Mineral Resource Classification using Machine Learning

As first presented in the virtual Geostats Congress 2021. This presentation was co-authored by Ilkay Cevik, Oy Leuangthong, Antoine Cate, and David Machuca (each from SRK Canada) and Julian Ortiz from Queens University.

Mineral resource classification relies on the expert assessment of a qualified person to determine which blocks of a 3D mineral resource model are considered measured, indicated or inferred. The decision is often based on a combination of quantitative parameters related to the estimation process and qualitative decisions based on previous experience or preconceptions not captured in the numerical model. As such, the procedure is subject to inconsistency, that is, blocks with similar qualities may end up in different categories, mainly due to the subjective nature of the approach.

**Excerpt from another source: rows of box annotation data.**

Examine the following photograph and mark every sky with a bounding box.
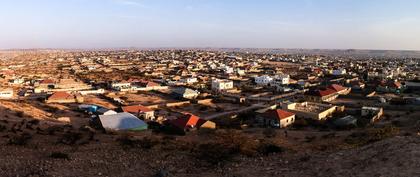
[0,0,420,50]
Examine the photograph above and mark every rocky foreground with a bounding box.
[0,119,420,177]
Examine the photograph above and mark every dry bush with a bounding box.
[345,125,400,146]
[117,133,161,149]
[49,152,70,160]
[58,131,83,145]
[7,133,32,146]
[263,128,277,138]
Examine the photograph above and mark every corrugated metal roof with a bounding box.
[99,112,147,130]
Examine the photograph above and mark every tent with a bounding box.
[99,112,147,131]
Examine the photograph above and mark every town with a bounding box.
[0,49,420,176]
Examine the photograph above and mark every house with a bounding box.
[96,107,117,115]
[182,77,198,84]
[281,101,338,120]
[211,79,233,92]
[261,109,295,128]
[333,115,357,128]
[362,107,384,123]
[304,88,339,102]
[172,87,200,99]
[328,84,351,95]
[349,81,366,90]
[121,105,155,120]
[46,92,83,103]
[99,112,148,131]
[167,114,216,131]
[274,74,290,85]
[39,79,55,88]
[111,82,131,91]
[376,81,405,94]
[331,69,347,76]
[254,75,274,85]
[0,88,13,99]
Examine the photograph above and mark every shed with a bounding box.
[99,112,147,131]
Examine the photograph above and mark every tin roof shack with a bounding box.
[172,87,200,100]
[305,88,339,102]
[166,114,216,131]
[259,109,296,128]
[121,105,155,120]
[0,88,13,99]
[362,107,384,123]
[46,92,84,103]
[99,112,148,131]
[281,102,338,120]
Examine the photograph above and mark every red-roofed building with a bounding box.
[328,84,351,95]
[121,105,155,120]
[168,114,216,131]
[305,88,339,102]
[376,81,405,93]
[261,109,295,128]
[46,92,83,103]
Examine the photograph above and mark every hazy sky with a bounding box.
[0,0,420,50]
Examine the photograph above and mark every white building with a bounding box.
[111,82,131,91]
[0,89,13,99]
[211,79,233,91]
[332,69,347,76]
[276,74,290,85]
[255,75,274,85]
[182,77,198,84]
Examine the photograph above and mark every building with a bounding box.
[331,69,347,76]
[46,92,84,103]
[255,75,274,85]
[328,84,351,95]
[111,82,131,91]
[99,112,147,131]
[261,109,295,128]
[362,107,384,123]
[172,87,200,99]
[211,79,233,92]
[0,88,13,99]
[281,102,337,120]
[121,105,155,120]
[275,74,290,85]
[304,88,339,102]
[376,81,405,94]
[167,114,216,131]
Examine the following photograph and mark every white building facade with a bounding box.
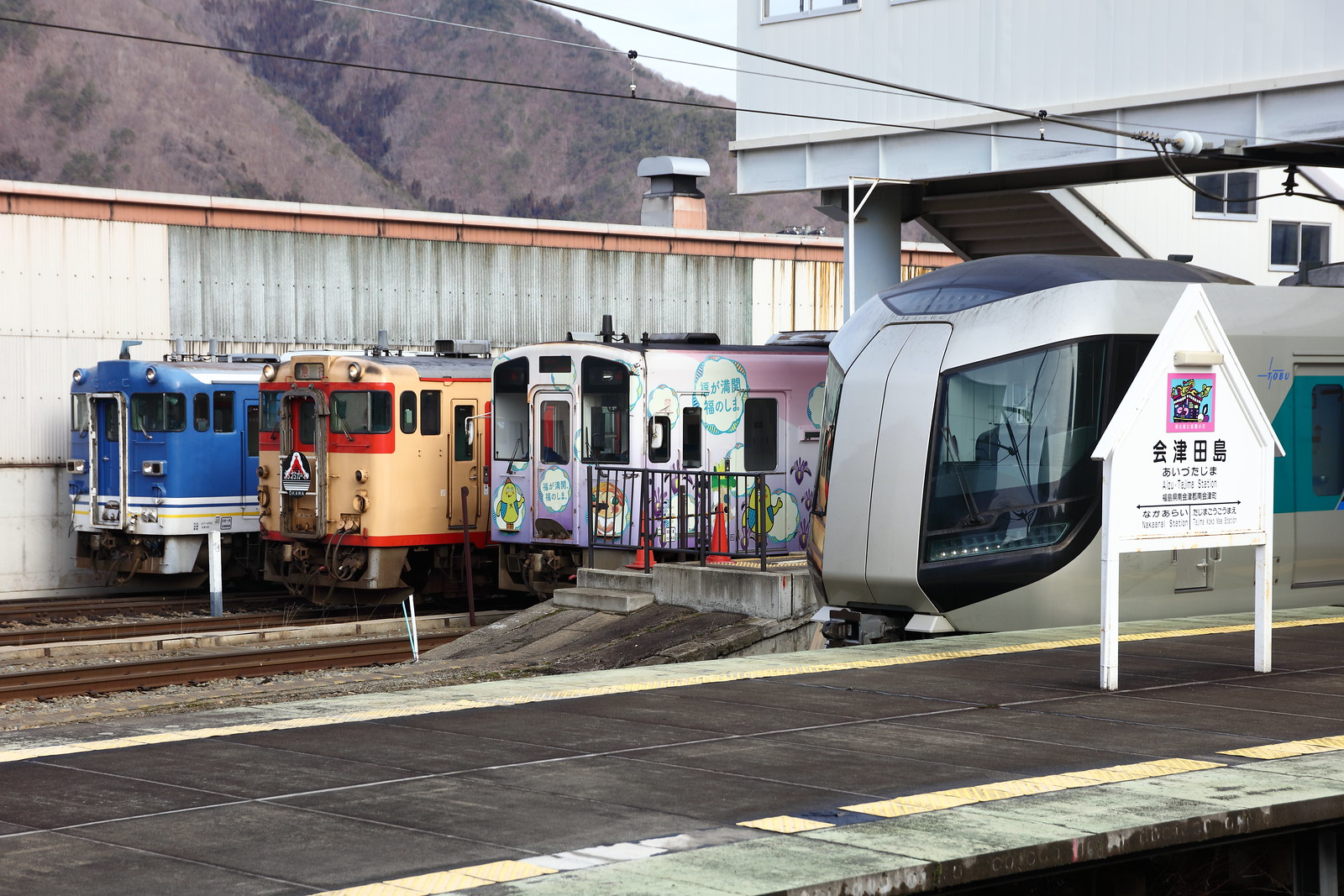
[732,0,1344,292]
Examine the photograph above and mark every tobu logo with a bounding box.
[280,451,313,495]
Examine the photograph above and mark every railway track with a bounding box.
[0,591,293,623]
[0,630,468,703]
[0,610,392,647]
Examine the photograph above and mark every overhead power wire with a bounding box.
[1153,144,1344,208]
[313,0,946,105]
[0,16,1145,155]
[533,0,1199,149]
[0,13,1344,212]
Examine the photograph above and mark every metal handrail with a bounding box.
[587,464,789,572]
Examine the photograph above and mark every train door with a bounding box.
[1274,364,1344,589]
[280,390,329,538]
[448,399,486,529]
[531,391,575,542]
[238,399,260,518]
[89,392,126,529]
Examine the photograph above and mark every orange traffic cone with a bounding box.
[625,513,657,569]
[704,501,732,563]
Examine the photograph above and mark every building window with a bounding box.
[764,0,858,18]
[1268,220,1331,270]
[1194,170,1258,220]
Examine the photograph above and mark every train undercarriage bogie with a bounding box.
[497,544,642,598]
[76,531,260,589]
[265,537,493,605]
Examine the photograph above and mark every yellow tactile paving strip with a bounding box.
[816,759,1225,826]
[0,616,1344,763]
[316,736,1344,896]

We present a methodology to cluster blocks with similar parameters and then classify them into categories in a consistent approach. The method makes it possible to integrate qualitative data, such as expert knowledge. The result is a fully consistent classification into resource categories comparable to a classification done manually by an expert, but generated in a very short time frame. Two examples from two gold deposits are shown. The first example uses only quantitative data, while the second example considers both quantitative and qualitative inputs. In both cases, results are comparable to the classification done by the project qualified person using conventional methods.